Edwin played an instrumental role in opposing race-motivated attacks on the right to vote for former slaves. The Senate acquitted Johnson in the impeachment trial, thus allowing him to remain in office for the rest of his term.
2. Clinton Impeachment
The 1998 impeachment of President Bill Clinton was linked to the highly publicized affair he had with Monica Lewinsky – a White House intern at the time the scandal broke.
In a separate sexual harassment suit against Clinton brought by Paula Jones – a former Arkansas state employee, the President denied, both in a video interview and a sworn deposition, ever having had any sexual relationship with Lewinsky.
However, in a report presented to Congress by Kenneth Starr – an independent counsel, Clinton’s affair was documented in lurid detail.
The House of Representatives approved two articles of impeachment against him: One for obstruction of justice, and the other for perjury. The additional proposed articles on perjury and abuse of power were shot down. The then Republican-led Senate acquitted Clinton on both counts.
3. Trump Impeachment
On December 18, 2018, the House of Representatives, whose majority is predominantly Democrats, voted on two articles to impeach Trump – obstruction of a congressional investigation into his conduct and abuse of office.
It all began when an anonymous whistleblower wrote a letter expressing concern over a phone conversation Trump had had with the president of Ukraine, Volodymyr Zelensky.
Excerpts from the transcript later revealed that President Trump urged the Ukrainian president to “look into” Joe Biden, the former US Vice President and Democratic presidential frontrunner in the upcoming 2020 elections.
This phone call happened shortly after Trump blocked the release of aid to Ukraine, with the President making it clear that its release was contingent on the investigation of Joe Biden. Trump then went a step further to instruct his administration to refuse to testify and to defy subpoenas.
The White House also refused to furnish congressional investigators with the documents they requested, effectively stonewalling the impeachment inquiry. That’s where the obstruction of Congress charge came from. The Senate acquitted him of all the impeachment charges that had been leveled against him.
Nixon Impeachment – the Near-Miss
In November 1972, Richard Nixon secured a landslide victory in his presidential re-election results, with the largest-ever margin in the history of any US presidential election.
Little did he know that a burglary at the Democratic Party offices at the Watergate Hotel Complex five months earlier would set in motion a chain of events that would lead to the premature demise of his tenure in office.
Investigations into the incident uncovered a series of dirty campaign tactics employed by Nixon against his political opponents. All of which were funded by a secret slush fund orchestrated by the president himself.
He then went on to fire two top officials in the justice department for their refusal to fire Archibald Cox.
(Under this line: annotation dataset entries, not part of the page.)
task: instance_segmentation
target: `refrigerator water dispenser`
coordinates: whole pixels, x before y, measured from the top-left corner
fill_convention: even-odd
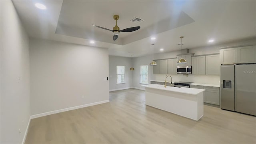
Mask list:
[[[231,80],[223,80],[223,88],[232,88]]]

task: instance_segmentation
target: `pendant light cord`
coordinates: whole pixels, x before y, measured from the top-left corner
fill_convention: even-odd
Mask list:
[[[182,58],[182,38],[181,38],[181,58]]]
[[[152,60],[154,61],[154,44],[151,44],[152,45],[152,51],[153,51],[153,52],[152,53]]]

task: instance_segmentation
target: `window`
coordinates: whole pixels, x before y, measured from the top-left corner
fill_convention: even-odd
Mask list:
[[[116,66],[116,84],[123,84],[125,82],[125,66]]]
[[[148,65],[140,66],[140,83],[148,84]]]

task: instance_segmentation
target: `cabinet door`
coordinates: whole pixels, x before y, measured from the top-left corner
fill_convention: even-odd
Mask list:
[[[172,74],[177,74],[177,58],[172,59]]]
[[[178,62],[178,61],[180,60],[180,59],[181,58],[181,56],[179,56],[177,58],[177,62]],[[186,64],[177,64],[177,66],[191,66],[191,54],[188,54],[188,55],[182,55],[182,58],[184,58],[186,61],[187,62]]]
[[[205,75],[205,56],[193,57],[192,74]]]
[[[256,62],[256,46],[237,48],[237,63]]]
[[[220,50],[220,63],[224,64],[236,63],[236,48]]]
[[[153,73],[154,74],[160,74],[160,65],[159,64],[159,61],[155,60],[155,62],[156,62],[156,65],[153,66]]]
[[[160,74],[167,74],[167,60],[159,60],[159,65],[160,66]]]
[[[167,60],[167,74],[177,74],[177,58]]]
[[[198,57],[198,74],[205,75],[205,56]],[[218,61],[219,61],[218,60]],[[193,70],[193,68],[192,70]]]
[[[198,57],[193,57],[191,58],[192,61],[192,74],[198,74]]]
[[[220,65],[219,54],[206,56],[206,75],[219,75]]]
[[[206,90],[204,94],[204,102],[219,105],[219,91]]]

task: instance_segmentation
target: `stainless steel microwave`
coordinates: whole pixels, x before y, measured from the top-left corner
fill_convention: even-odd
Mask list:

Cox, who was the special prosecutor at the time, was the one that brought to light the dirty dealings that took place to secure Nixon’s victory in the just-concluded presidential election.
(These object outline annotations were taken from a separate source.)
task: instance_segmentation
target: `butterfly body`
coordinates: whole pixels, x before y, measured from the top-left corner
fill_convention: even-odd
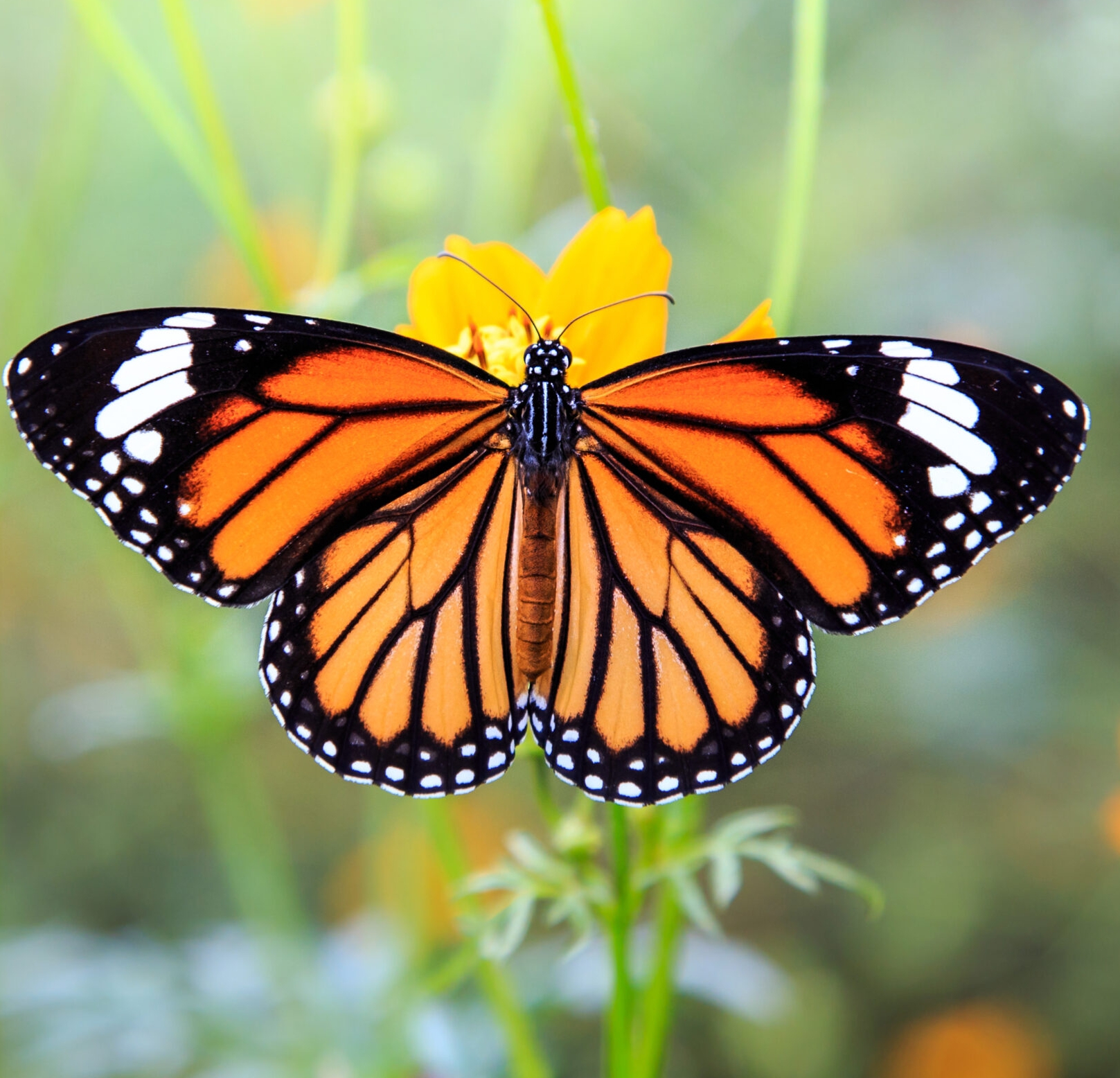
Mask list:
[[[1052,375],[939,341],[709,345],[578,390],[556,342],[525,359],[511,389],[395,334],[180,308],[63,326],[4,382],[177,586],[272,596],[261,679],[304,752],[421,797],[498,778],[530,727],[595,798],[749,774],[812,695],[812,624],[958,579],[1089,428]]]

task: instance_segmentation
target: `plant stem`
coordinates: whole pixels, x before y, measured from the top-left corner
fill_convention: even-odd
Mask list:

In July 1974, a third of the members of the House Judiciary Committee, alongside Democrats, approved three articles of impeachment against Nixon – contempt of Congress, abuse of power, and obstruction of justice.
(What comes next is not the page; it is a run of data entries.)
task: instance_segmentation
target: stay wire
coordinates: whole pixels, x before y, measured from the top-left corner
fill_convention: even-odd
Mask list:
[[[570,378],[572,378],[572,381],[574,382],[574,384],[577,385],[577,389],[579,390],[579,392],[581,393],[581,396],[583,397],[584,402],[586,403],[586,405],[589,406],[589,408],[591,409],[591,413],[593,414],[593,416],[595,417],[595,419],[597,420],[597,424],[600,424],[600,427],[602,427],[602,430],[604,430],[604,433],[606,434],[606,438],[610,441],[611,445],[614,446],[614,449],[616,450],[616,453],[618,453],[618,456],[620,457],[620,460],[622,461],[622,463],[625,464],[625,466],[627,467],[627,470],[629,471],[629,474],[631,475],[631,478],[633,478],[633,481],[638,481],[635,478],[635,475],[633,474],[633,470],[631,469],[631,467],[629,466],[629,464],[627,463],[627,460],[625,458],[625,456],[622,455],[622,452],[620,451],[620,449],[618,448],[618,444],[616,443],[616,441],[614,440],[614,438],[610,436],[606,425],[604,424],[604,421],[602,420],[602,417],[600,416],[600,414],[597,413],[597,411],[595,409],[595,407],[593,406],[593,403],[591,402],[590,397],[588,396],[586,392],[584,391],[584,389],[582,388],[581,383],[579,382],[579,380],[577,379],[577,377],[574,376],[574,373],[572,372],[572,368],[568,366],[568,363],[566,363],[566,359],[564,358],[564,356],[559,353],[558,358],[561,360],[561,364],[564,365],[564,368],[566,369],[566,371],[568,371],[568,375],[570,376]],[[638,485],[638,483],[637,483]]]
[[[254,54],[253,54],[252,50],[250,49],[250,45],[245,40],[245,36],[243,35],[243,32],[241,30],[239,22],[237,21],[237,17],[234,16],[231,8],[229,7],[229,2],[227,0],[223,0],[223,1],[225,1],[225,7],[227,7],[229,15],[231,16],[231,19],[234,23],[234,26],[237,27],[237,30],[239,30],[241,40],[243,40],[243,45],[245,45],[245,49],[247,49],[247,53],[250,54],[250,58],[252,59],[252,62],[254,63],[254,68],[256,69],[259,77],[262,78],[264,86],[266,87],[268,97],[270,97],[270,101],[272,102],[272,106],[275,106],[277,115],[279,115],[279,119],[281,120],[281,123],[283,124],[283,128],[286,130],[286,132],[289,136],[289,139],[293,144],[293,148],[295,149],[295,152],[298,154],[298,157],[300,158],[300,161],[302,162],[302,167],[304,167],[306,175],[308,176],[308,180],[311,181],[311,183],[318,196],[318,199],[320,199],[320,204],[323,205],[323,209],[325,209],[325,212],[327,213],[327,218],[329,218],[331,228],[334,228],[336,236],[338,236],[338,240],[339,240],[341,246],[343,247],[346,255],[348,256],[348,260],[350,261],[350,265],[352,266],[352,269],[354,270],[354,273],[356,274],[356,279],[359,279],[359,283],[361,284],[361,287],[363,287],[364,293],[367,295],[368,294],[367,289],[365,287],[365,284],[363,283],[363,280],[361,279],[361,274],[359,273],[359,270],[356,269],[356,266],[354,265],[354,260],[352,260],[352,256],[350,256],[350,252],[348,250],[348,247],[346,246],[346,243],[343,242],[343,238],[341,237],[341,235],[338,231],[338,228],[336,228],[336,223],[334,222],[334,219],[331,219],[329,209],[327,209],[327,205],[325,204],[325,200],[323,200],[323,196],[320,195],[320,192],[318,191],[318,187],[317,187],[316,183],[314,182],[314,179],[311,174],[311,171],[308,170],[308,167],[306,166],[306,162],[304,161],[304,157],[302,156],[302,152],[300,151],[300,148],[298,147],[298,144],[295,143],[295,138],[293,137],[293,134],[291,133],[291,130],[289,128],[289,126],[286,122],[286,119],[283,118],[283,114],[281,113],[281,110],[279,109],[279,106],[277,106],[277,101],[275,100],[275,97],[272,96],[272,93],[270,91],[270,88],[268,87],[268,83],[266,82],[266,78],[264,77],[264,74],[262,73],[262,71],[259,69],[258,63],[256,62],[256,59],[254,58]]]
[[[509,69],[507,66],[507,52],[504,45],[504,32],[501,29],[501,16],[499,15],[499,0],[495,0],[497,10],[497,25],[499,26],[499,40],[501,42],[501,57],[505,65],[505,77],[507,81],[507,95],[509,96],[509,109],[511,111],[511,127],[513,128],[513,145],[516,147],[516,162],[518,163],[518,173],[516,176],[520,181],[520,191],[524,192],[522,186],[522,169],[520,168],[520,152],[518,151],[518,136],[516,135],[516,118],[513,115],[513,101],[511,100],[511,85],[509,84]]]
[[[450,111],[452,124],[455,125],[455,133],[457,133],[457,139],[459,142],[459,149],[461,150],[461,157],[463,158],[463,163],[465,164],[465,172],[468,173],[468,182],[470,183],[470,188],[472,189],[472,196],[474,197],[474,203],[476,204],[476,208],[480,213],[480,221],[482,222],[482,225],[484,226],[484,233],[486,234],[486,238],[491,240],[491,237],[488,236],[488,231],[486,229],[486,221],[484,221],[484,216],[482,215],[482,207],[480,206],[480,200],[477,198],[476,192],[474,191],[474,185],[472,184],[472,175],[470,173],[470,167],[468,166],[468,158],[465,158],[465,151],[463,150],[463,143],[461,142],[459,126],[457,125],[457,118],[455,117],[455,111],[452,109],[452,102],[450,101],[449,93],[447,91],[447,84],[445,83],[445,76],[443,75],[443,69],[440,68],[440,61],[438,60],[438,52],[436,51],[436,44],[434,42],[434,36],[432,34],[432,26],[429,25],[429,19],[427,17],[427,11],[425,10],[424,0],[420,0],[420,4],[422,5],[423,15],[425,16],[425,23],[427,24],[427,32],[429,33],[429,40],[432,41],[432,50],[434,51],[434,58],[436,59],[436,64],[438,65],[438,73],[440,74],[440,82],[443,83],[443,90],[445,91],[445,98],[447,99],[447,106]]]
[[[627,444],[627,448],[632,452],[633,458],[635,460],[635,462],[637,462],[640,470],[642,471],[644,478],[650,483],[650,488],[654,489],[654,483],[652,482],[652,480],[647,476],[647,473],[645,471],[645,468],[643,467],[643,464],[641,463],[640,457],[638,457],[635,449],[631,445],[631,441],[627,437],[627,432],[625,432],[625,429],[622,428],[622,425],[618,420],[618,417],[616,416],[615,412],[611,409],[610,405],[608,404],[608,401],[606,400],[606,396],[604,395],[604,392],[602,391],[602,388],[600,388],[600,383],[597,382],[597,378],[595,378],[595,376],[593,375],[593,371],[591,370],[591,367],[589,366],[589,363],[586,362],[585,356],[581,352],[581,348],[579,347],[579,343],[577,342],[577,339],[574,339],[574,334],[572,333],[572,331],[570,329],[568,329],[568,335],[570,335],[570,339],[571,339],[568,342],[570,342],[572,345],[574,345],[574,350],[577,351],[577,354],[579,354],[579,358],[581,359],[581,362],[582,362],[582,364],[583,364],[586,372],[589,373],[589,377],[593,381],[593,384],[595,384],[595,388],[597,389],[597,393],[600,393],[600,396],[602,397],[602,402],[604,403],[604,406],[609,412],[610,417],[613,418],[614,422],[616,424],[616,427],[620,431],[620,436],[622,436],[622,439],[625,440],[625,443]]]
And, once tapes of secret recordings of his conversations in the Oval Office surfaced, his fate was sealed. Nixon resigned one month later, following pressure from his fellow Republicans before the House could vote on his impeachment. So, his case was indeed a near-miss.
Impeachment Does Not Equate to Removal From Office
Most people associate the term “impeachment” with removal from office. As you’ve seen from this article, this isn’t the case.
Impeachment is simply another term for “bringing formal charges against.” So, while a President can be impeached, he can only be removed from office if at least two-thirds of the Senate votes to convict him.